Here is information taken directly from the World Health Organization that shows how palmitic acid contributes to cardiovascular disease. The takeaway from this is not all saturated fats are necessarily bad, but some saturated fatty acids, i.e., myristic and palmitic acids are decidedly bad.
World Health Organization (WHO)
5.4 Recommendations for preventing cardiovascular diseases
The second half of the 20th century has witnessed major shifts in the pattern of disease, in addition to marked improvements in life expectancy, this period is characterized by profound changes in diet and lifestyles which in turn have contributed to an epidemic of noncommunicable diseases. This epidemic is now emerging, and even accelerating, in most developing countries, while infections and nutritional deficiencies are receding as leading contributors to death and disability.

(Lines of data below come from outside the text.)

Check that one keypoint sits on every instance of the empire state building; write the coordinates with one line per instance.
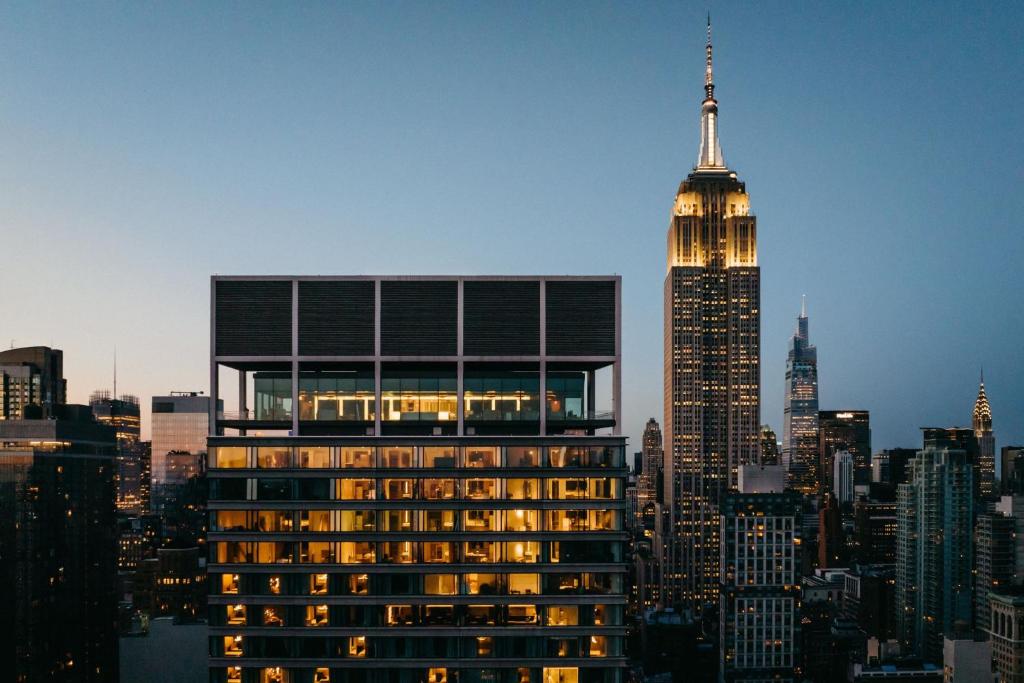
(712, 360)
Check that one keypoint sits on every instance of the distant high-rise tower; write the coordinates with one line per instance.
(712, 360)
(800, 412)
(653, 455)
(769, 445)
(982, 424)
(934, 549)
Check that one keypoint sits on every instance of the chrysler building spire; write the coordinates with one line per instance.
(711, 151)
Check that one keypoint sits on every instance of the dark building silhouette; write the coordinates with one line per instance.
(846, 430)
(436, 487)
(712, 370)
(32, 382)
(58, 548)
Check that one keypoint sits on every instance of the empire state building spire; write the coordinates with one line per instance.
(711, 151)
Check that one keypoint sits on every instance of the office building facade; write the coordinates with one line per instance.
(934, 550)
(981, 422)
(846, 430)
(994, 560)
(32, 382)
(58, 549)
(712, 361)
(842, 470)
(800, 413)
(760, 582)
(433, 494)
(1006, 629)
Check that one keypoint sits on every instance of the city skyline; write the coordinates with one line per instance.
(133, 210)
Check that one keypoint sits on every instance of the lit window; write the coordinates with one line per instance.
(356, 646)
(273, 615)
(356, 489)
(397, 457)
(232, 646)
(314, 457)
(316, 615)
(317, 584)
(481, 456)
(520, 614)
(229, 457)
(356, 457)
(524, 584)
(229, 584)
(236, 613)
(440, 584)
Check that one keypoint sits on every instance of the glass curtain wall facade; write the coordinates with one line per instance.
(800, 415)
(461, 534)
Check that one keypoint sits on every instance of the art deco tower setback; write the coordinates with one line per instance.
(712, 359)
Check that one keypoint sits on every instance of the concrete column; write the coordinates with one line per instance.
(377, 361)
(461, 368)
(295, 357)
(544, 359)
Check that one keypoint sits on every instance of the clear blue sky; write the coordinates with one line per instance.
(146, 145)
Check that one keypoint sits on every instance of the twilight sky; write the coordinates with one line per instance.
(147, 145)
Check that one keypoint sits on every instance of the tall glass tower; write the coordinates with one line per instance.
(712, 360)
(800, 412)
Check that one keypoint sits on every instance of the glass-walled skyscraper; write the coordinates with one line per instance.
(800, 413)
(430, 486)
(712, 361)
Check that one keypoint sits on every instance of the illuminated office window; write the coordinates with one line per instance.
(438, 489)
(232, 646)
(440, 584)
(522, 551)
(521, 520)
(315, 520)
(273, 520)
(355, 552)
(481, 488)
(314, 457)
(356, 489)
(522, 456)
(358, 584)
(481, 584)
(228, 457)
(522, 489)
(316, 552)
(236, 614)
(229, 584)
(359, 520)
(397, 456)
(356, 646)
(438, 520)
(317, 584)
(397, 489)
(439, 457)
(481, 520)
(562, 615)
(273, 457)
(398, 615)
(316, 615)
(273, 615)
(481, 551)
(524, 584)
(398, 520)
(522, 614)
(397, 552)
(480, 456)
(356, 457)
(437, 551)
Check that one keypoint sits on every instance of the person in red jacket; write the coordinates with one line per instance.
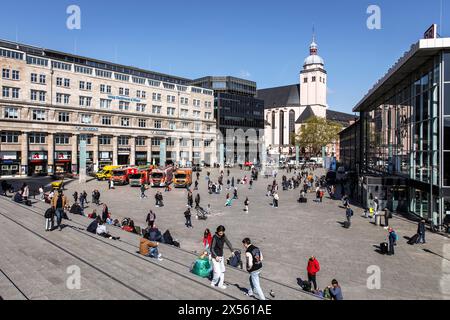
(313, 268)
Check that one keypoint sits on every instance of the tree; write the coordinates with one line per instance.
(317, 133)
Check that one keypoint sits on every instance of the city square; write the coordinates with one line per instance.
(306, 159)
(288, 236)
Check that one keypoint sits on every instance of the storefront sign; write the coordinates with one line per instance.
(105, 156)
(8, 156)
(89, 129)
(64, 155)
(38, 156)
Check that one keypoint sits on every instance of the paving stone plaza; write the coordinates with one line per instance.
(287, 236)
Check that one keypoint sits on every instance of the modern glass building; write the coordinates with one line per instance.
(236, 108)
(405, 134)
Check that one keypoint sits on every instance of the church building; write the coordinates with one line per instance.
(287, 107)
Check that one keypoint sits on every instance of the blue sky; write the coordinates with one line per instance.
(264, 41)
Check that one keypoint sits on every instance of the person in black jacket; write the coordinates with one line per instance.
(49, 216)
(218, 242)
(92, 228)
(421, 231)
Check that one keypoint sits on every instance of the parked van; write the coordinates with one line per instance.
(161, 177)
(139, 177)
(183, 178)
(106, 172)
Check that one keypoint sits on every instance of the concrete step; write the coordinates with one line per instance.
(176, 260)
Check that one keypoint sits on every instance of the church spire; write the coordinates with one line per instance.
(313, 46)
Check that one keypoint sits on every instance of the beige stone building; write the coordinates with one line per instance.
(51, 101)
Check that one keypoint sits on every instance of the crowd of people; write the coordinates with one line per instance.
(151, 237)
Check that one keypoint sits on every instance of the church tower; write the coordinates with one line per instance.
(313, 82)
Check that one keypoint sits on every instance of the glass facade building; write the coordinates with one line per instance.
(405, 133)
(236, 108)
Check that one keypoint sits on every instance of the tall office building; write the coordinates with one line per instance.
(237, 111)
(51, 100)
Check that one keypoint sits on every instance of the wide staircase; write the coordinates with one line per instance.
(43, 265)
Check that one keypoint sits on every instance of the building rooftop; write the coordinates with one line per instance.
(419, 54)
(286, 96)
(93, 63)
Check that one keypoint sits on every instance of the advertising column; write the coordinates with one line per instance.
(115, 150)
(83, 154)
(51, 154)
(133, 151)
(162, 153)
(149, 151)
(24, 154)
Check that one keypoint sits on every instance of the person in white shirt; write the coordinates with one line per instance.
(102, 231)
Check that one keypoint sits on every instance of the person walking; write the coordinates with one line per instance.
(207, 241)
(151, 218)
(217, 246)
(49, 217)
(25, 192)
(235, 196)
(349, 214)
(392, 241)
(82, 199)
(387, 216)
(313, 268)
(190, 199)
(197, 201)
(421, 228)
(187, 215)
(58, 204)
(253, 264)
(246, 203)
(335, 290)
(41, 194)
(143, 189)
(276, 199)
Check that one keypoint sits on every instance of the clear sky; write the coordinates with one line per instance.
(264, 41)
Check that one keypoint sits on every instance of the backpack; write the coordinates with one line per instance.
(168, 238)
(202, 268)
(306, 286)
(92, 228)
(327, 294)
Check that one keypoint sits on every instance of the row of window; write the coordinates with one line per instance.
(64, 117)
(33, 60)
(39, 95)
(64, 139)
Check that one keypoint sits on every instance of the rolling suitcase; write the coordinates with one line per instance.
(413, 239)
(384, 247)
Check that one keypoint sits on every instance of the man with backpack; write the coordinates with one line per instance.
(313, 268)
(349, 215)
(218, 242)
(49, 216)
(253, 264)
(58, 203)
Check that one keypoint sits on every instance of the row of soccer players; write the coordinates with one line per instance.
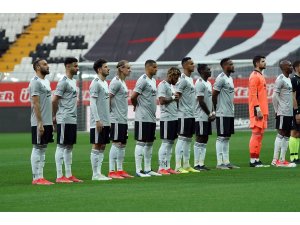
(179, 98)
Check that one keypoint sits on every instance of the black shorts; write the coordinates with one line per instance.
(284, 122)
(144, 131)
(66, 134)
(186, 127)
(46, 138)
(203, 128)
(118, 132)
(295, 125)
(168, 130)
(225, 126)
(100, 138)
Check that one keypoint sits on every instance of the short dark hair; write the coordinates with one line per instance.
(201, 67)
(223, 61)
(185, 59)
(70, 60)
(150, 62)
(174, 70)
(257, 58)
(36, 63)
(296, 64)
(121, 63)
(98, 64)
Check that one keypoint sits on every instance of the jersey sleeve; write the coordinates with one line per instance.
(140, 85)
(60, 88)
(219, 83)
(181, 85)
(200, 89)
(161, 90)
(114, 87)
(94, 89)
(294, 84)
(253, 91)
(278, 84)
(35, 88)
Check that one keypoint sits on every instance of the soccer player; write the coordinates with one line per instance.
(258, 109)
(283, 106)
(204, 116)
(143, 100)
(64, 105)
(222, 97)
(186, 119)
(168, 120)
(100, 117)
(41, 120)
(294, 142)
(118, 94)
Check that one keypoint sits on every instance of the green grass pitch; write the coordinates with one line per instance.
(241, 190)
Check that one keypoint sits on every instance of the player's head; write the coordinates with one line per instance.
(151, 67)
(204, 70)
(40, 66)
(100, 67)
(71, 65)
(188, 64)
(259, 62)
(124, 68)
(296, 66)
(227, 65)
(286, 66)
(173, 75)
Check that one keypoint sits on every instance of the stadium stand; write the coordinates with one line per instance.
(127, 36)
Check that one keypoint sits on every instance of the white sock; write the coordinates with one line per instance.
(138, 154)
(68, 160)
(179, 151)
(186, 152)
(42, 161)
(112, 157)
(226, 151)
(59, 156)
(169, 154)
(219, 150)
(162, 155)
(35, 161)
(196, 153)
(120, 158)
(101, 157)
(148, 156)
(202, 154)
(277, 146)
(284, 147)
(95, 158)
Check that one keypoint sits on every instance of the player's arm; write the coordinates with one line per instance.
(55, 100)
(111, 96)
(253, 94)
(134, 97)
(139, 87)
(114, 88)
(94, 111)
(94, 93)
(37, 111)
(218, 85)
(275, 97)
(215, 98)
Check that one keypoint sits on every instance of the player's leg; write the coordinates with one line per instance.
(163, 149)
(38, 154)
(99, 141)
(149, 132)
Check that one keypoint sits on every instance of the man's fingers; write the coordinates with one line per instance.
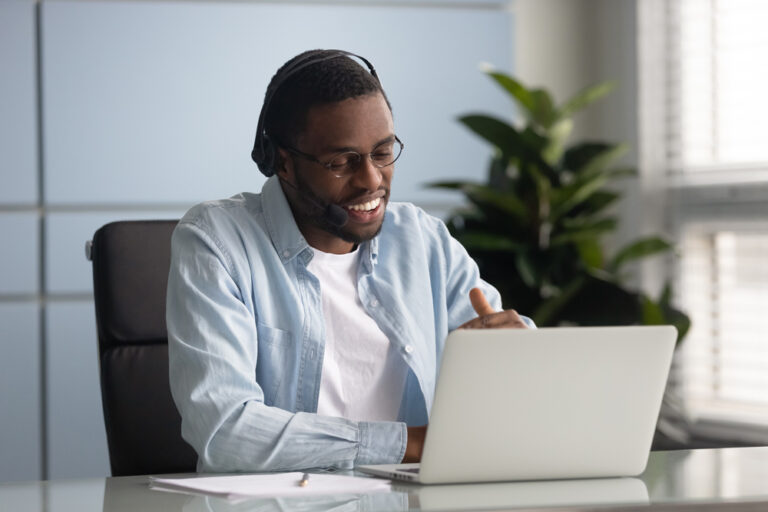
(480, 303)
(503, 319)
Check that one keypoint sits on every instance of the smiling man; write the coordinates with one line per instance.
(306, 323)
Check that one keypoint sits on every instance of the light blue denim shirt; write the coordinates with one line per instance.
(246, 331)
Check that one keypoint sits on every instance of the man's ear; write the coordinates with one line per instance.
(284, 166)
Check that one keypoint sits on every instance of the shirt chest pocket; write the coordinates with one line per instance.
(276, 365)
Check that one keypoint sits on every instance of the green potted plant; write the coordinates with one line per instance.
(537, 226)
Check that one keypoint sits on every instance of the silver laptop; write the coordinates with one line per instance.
(538, 404)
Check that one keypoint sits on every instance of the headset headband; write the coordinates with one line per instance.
(264, 150)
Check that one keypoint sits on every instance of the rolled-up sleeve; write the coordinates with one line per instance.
(213, 352)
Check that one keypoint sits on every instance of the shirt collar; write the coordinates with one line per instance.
(286, 237)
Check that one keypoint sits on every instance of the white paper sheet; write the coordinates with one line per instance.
(237, 487)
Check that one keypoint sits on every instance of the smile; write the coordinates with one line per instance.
(365, 207)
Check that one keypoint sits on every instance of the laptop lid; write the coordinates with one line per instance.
(520, 404)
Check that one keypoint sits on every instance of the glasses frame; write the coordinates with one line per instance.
(327, 164)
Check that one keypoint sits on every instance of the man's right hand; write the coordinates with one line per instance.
(415, 444)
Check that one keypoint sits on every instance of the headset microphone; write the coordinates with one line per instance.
(334, 214)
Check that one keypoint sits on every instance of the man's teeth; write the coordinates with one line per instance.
(364, 207)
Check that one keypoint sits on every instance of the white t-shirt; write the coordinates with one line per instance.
(363, 374)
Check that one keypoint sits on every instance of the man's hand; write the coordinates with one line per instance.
(415, 444)
(487, 318)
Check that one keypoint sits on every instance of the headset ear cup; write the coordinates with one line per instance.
(263, 155)
(270, 157)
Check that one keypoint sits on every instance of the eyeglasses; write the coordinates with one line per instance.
(346, 164)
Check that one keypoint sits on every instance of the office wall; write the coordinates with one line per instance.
(146, 108)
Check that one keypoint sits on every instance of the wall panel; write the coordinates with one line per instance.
(77, 442)
(20, 407)
(158, 102)
(18, 257)
(18, 98)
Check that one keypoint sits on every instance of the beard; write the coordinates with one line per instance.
(314, 213)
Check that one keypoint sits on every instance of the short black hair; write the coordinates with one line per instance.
(329, 80)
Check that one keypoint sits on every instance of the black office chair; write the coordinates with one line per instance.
(130, 275)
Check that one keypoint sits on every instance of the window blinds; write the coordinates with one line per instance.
(716, 104)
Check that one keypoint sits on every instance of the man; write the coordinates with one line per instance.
(306, 323)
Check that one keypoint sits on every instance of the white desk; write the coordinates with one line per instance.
(717, 479)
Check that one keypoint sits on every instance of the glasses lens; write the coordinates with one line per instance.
(344, 163)
(387, 153)
(382, 156)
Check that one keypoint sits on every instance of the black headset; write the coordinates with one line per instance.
(264, 149)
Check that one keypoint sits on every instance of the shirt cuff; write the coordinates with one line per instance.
(381, 442)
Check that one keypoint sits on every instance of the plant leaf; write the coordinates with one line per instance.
(585, 97)
(558, 134)
(601, 160)
(638, 249)
(652, 312)
(506, 138)
(597, 202)
(543, 108)
(578, 157)
(571, 196)
(549, 308)
(591, 253)
(586, 233)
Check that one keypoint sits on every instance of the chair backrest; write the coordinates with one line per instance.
(130, 274)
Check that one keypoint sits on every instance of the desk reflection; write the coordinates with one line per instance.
(403, 497)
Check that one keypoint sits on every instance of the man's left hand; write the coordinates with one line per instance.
(488, 318)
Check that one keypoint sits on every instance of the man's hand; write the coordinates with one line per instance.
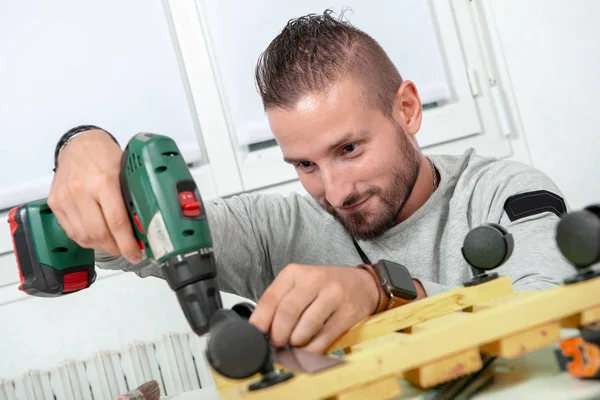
(311, 306)
(86, 196)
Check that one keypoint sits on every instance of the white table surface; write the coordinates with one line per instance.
(533, 376)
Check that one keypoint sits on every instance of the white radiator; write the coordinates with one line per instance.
(176, 361)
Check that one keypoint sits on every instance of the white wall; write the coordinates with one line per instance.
(551, 55)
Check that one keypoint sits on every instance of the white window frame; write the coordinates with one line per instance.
(468, 119)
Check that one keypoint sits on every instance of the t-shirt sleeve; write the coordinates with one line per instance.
(507, 193)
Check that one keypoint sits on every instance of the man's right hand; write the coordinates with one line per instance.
(86, 196)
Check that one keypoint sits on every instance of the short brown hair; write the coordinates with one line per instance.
(313, 52)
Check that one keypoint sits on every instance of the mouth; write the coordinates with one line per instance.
(353, 208)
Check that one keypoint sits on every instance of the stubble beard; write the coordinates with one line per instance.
(370, 224)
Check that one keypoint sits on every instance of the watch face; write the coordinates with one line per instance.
(401, 283)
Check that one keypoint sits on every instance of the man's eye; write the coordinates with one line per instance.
(350, 148)
(305, 164)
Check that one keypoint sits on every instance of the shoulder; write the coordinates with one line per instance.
(269, 205)
(492, 186)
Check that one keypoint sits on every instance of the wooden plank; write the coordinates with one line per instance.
(385, 389)
(400, 353)
(446, 369)
(585, 317)
(437, 322)
(497, 301)
(224, 382)
(524, 342)
(423, 310)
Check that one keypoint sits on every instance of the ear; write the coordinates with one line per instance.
(408, 109)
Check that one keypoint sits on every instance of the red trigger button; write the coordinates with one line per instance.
(138, 223)
(189, 204)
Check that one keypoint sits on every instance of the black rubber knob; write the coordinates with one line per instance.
(222, 314)
(236, 349)
(488, 246)
(244, 309)
(578, 237)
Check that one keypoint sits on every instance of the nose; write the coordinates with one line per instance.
(338, 186)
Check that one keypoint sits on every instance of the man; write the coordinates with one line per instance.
(346, 120)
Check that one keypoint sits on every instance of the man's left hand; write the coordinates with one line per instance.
(311, 306)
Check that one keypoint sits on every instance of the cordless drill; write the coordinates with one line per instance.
(168, 220)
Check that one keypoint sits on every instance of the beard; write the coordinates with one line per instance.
(370, 224)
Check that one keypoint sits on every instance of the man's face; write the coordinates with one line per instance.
(360, 166)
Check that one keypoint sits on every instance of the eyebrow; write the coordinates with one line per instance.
(348, 137)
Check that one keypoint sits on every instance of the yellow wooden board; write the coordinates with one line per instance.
(436, 332)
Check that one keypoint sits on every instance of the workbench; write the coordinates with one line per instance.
(534, 376)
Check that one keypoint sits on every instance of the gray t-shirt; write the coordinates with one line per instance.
(256, 235)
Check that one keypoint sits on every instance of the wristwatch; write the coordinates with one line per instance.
(394, 283)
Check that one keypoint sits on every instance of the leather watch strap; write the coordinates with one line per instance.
(384, 300)
(396, 302)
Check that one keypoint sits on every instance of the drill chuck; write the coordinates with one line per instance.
(193, 277)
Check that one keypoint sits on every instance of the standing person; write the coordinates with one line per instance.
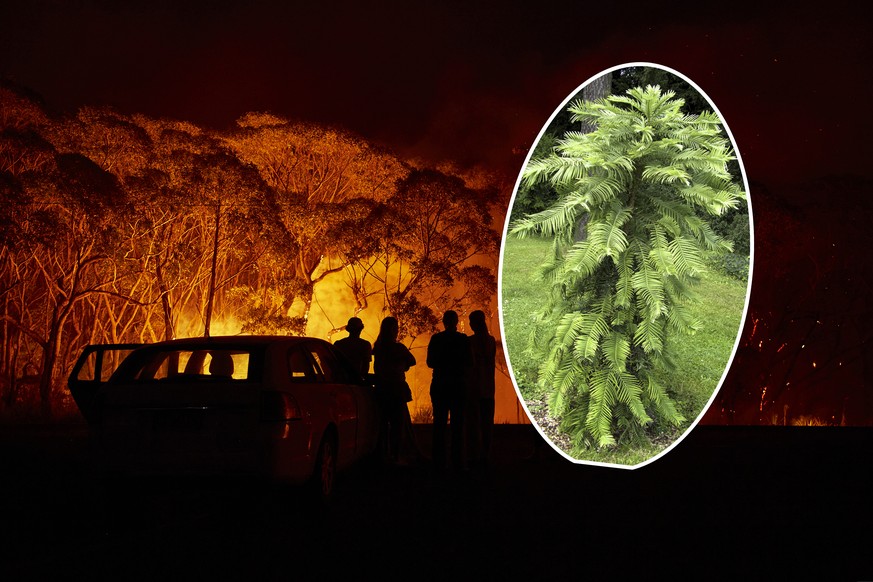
(448, 353)
(483, 348)
(391, 360)
(356, 349)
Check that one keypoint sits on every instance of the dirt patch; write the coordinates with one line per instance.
(548, 424)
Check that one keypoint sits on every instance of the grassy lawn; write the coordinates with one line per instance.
(700, 359)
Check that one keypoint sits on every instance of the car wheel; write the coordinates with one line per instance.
(324, 474)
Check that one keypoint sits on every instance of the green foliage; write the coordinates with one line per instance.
(699, 359)
(630, 236)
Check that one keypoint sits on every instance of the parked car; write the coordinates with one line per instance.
(287, 407)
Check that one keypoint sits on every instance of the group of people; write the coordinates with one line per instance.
(461, 391)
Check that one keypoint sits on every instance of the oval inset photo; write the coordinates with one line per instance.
(626, 266)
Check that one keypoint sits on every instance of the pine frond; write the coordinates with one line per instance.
(648, 285)
(601, 401)
(616, 347)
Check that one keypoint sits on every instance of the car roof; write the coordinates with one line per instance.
(233, 340)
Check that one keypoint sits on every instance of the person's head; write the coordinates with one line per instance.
(450, 319)
(388, 330)
(477, 322)
(355, 326)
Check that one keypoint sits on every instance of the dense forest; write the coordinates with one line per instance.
(123, 228)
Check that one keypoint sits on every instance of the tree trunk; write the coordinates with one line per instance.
(210, 298)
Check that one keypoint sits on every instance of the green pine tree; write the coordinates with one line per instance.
(629, 243)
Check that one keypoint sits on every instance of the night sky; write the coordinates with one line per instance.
(475, 84)
(450, 80)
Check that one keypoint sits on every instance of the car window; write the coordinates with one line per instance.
(111, 358)
(300, 367)
(205, 364)
(331, 369)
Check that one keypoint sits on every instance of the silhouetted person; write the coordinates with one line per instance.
(356, 349)
(391, 360)
(483, 348)
(448, 353)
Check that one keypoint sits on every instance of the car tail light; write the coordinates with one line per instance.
(279, 407)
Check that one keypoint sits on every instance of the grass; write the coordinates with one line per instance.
(700, 359)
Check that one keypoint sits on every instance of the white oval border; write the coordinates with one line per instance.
(748, 287)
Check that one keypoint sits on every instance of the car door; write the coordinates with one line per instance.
(93, 369)
(342, 395)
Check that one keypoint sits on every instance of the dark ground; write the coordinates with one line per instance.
(727, 503)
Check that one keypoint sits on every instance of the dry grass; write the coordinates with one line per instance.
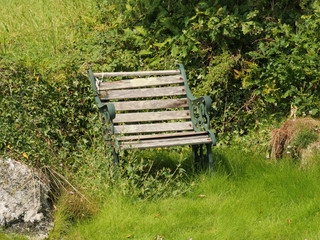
(288, 132)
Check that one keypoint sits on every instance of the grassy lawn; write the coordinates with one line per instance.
(246, 198)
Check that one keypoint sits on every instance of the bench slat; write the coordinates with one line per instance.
(167, 142)
(141, 82)
(163, 135)
(141, 73)
(143, 93)
(152, 128)
(151, 104)
(151, 116)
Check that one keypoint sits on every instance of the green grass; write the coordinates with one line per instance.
(38, 30)
(246, 198)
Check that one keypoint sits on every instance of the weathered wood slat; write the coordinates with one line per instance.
(143, 93)
(141, 73)
(152, 128)
(151, 104)
(151, 116)
(166, 142)
(158, 136)
(141, 82)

In developing countries, the effect of the nutrition transition and the concomitant rise in the prevalence of cardiovascular diseases will be to widen the mismatch between health care needs and resources, and already scarce resources will be stretched ever more thinly. Because unbalanced diets, obesity and physical inactivity all contribute to heart disease, addressing these, along with tobacco use, can help to stem the epidemic. A large measure of success in this area has already been demonstrated in many industrialized countries.
5.4.5 Disease-specific recommendations
Measures aimed at reducing the risk of CVD are outlined below. The strength of evidence on lifestyle factors is summarized in Table 10.
Dietary intake of fats strongly influences the risk of cardiovascular diseases such as coronary heart disease and stroke, through effects on blood lipids, thrombosis, blood pressure, arterial (endothelial) function, arrythmogenesis and inflammation. However, the qualitative composition of fats in the diet has a significant role to play in modifying this risk.